The rest of the time, I ate at the Market Place, which had a "dollar amount" system. You got like $3.75 for breakfast, $4 for lunch, and $5 for dinner. I don't remember the exacts. The food was slightly less than vile, and if you "went over" you could pay for extra. And you could take your food with you.
God only knows how much weight I'd put on, eating badly... I didn't weigh in at all my freshman year. I do know that I went from a jeans-size of 8 or 10 to a 12.
One day, towards the end of February, I walked into the Market Place for breakfast. I was struck by the smell of oranges... I don't usually like oranges, mind you. But they smelled wonderful.
There was a huge pile of clementines. The printed sign next to them read ".25 cents each/5 for $1." I packed a bag with 18 tiny oranges.

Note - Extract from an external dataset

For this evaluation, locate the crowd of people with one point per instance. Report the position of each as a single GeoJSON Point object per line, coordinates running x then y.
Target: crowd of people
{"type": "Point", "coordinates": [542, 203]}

I took an extra bag with me for peels and ate them during class. I had an 8am, and a 9:30... then I went back to the Market Place for lunch and got another bagful.
Over the next few days, I got at least 5 more every time I had a meal and at the end of the week, I used all my "overage" money and brought three bags of the things back to my dorm room. It was probably the healthiest I'd eaten in months.
Yesterday, I wrote out a grocery list. We went to the store and just inside the produce display, there were some stacks of clementines in tiny crates. Each crate holds probably two dozen fruits. For $8.99.
Thomas hates citrus fruits.
I eyed the crate. I eyed the price.
I wondered how many clementines I might be able to eat before they went bad. I dithered around the produce section, getting bananas, apples, corn on the cob, avocados, onions, bagged lettuce, gem potatoes... and found myself back at the clementine display.
"I'm not going to help you eat those," Thomas said.
"I know." I dithered some more. I hate spending money on food that rots. I've taken great pride, recently, in the fact that I've cut our grocery bills down to about $180 a week, and we're wasting a lot less food than we used to.
Eventually, of course, I bought them.
I've eaten five already.
Not everything about my freshman year was bad.